A total of 217 civilians who wanted to escape more than 18 months of tight army blockade were evacuated from the rebel enclave on Wednesday, after the relief operation was suspended the previous day, provincial Governor Talal al-Barazi told AFP.

"The operation went well and smoothly," Barazi said.

The evacuations bring the total number of people given safe passage out since Friday to more than 1,400.

They came hours after 190 food parcels and 4,700 kilogrammes (10,340 pounds) of flour were taken into the besieged rebel enclave, the Syrian Red Crescent's head of operations Khaled Erksoussi said.

"There are children there, and this is very heartbreaking, that this is the first time they see a banana," Erksoussi told AFP.

Red Crescent staff backed by UN agencies began evacuating some of the estimated 3,000 civilians trapped in besieged areas on Friday under a UN-brokered humanitarian truce between the government and the rebels.

Concern has grown, however, over the fate of some 336 male evacuees aged between 15 and 55, who UN officials say were detained for questioning by the security services as they left Homs.

According to Barazi, 111 of them have since been released.

Activists inside Homs said some men leaving had been prevented from heading to the destinations of their choice, and had been stripped of their standard issue identity cards.

The evacuations have also been marred by violence in violation of the promised truce, with aid convoys coming under fire and 14 people killed in shelling.

'Chance won't come again'

The operation has been welcomed internationally, and is providing desperately needed relief for civilians who have described surviving on little more than olives and wild plants.

"We will use any chance we get to get in and deliver aid and help people to leave, because we believe this chance won't come again," Erksoussi said.

But Barazi said that with the relief operation due to end Wednesday, a meeting was to take place to discuss the possibility of prolonging the truce in Homs and continuing aid.

In Geneva, the opposition National Coalition laid out a transition plan, including chasing out foreign fighters and a path to elections. But the government refused to discuss it, saying the first item on the agenda was the battle against rebel "terrorism".

Deputy Foreign Minister Faisal Muqdad insisted the political question was meant to come much later, and that switching issues around was a "recipe for disaster and failure".

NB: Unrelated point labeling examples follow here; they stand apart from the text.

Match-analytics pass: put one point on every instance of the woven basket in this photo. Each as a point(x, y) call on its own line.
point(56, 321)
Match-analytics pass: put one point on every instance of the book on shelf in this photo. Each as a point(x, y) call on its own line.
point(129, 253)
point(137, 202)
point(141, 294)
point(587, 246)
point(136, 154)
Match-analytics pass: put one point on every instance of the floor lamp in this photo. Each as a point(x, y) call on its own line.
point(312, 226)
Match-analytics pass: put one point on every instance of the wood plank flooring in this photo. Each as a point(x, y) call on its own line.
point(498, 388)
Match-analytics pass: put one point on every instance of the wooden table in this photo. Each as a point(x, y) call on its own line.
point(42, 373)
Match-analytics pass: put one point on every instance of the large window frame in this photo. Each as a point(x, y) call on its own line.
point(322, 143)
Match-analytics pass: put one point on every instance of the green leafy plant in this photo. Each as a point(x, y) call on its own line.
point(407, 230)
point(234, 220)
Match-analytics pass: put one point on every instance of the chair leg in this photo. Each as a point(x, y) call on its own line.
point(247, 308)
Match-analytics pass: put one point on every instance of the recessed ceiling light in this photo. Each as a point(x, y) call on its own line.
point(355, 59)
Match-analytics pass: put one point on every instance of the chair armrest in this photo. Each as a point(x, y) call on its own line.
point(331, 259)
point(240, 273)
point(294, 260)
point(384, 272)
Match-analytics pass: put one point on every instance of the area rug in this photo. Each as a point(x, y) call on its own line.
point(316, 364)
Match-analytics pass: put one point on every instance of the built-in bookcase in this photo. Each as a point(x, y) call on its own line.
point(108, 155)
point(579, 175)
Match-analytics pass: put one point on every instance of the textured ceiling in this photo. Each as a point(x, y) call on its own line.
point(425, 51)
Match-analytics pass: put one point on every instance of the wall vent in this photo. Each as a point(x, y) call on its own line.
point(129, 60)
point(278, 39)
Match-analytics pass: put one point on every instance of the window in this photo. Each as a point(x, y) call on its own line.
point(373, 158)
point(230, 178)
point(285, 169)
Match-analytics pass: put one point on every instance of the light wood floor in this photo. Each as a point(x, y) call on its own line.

Muqdad said the priority was "terrorism" -- the regime's term for a revolt it says is fuelled by foreign jihadists and Gulf money.

The opposition counters that Free Syrian Army rebels are themselves fighting the jihadists as well as Assad's force.

' A brutal, fascist regime'


Monzer Aqbiq, a senior adviser to Syrian opposition leader Ahmad Jarba, blasted the regime for failing to even respond to the proposal laid out at Wednesday's session.

"The root of this problem is the existence of a totalitarian, brutal, fascist regime, a corrupt one, that the Syrian people don't want any more. This is what will save lives: the transition," Aqbiq told AFP.

The opposition made no mention in its plan of President Bashar al-Assad, who it says should quit right away -- but whose political future is not up for discussion, according to the government.

"We consider that it goes without saying that Assad and his acolytes are not part of the TGB (transitional governing body)," Aqbiq said.

The co-sponsors of the talks, Russia and the United States, are to meet Thursday with UN-Arab League mediator Lakhdar Brahimi.

But the rival delegations said they had no new meetings scheduled during the day.

Russia proposed to its Western partners at the United Nations Security Council a counteroffer late Wednesday to bring aid to desperate Syrian civilians, diplomats said without providing details.

Russia has so far refused to back a Security Council resolution that would allow the delivery of food, shelter, medical aid and water to Homs and other cities where thousands of civilians are trapped by fighting.